Jack babbles away and says a few basic words, but I'm particularly worried about the latest addition to his vocabulary: "Mom".  The reason I'm so worried is that he is clearly referring to me when he says it and he has not yet said it in front of his actual mom yet since it's been a couple of weeks since she's made it to their visits.  It's hard to logically explain/clarify to a small child, "I'm not your mommy- I'm the one who changes your diapers, bathes you, feeds you, kisses your boo-boos, and tucks you in at night- but I'm not your mom." And yet I was so excited inside the first time he called me "mom"- I felt like I had earned the title.  Nevertheless, it's always very awkward when a child in my care calls me "mom" or "mommy" for the very first time in front of their mom. 
I am prepared to tell his mom, "He hears my daughter call me that all the time" as an explanation and just brush it off so she doesn't feel any worse than she already may feel considering the fact that she openly cries at the end of every visit when she has to say goodbye to Jack. 

2 comments:

Shine said...

You are wonderful.
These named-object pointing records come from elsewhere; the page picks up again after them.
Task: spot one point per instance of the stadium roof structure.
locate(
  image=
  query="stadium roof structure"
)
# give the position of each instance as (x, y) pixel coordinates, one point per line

Love and sacrifice make you a mother, not sharing DNA. I understand the hesitation and bittersweet moment nonetheless.

Cindy said...

It's fun to hear about your experiences. I relate so much! We've had a new placement the last 8 weeks, a baby and a toddler, too. It's definitely made my life WAY more busy. Fun though to have a newborn. Struggling a lot with the 3-year-old though. Our last case was the only case we've had where a judge asked me to bring the kids almost every time, 5 years old and 8 months. It was a joke. I really don't know why they do that with such young kids. I can see how it would be beneficial for older kids to go to court. I always ended up spending the whole time just trying to keep them quiet and couldn't even focus on what was going on or hear most of what was said. Hopefully they won't make you take them every time. You are a fabulous foster mom! These kids are so lucky to have you!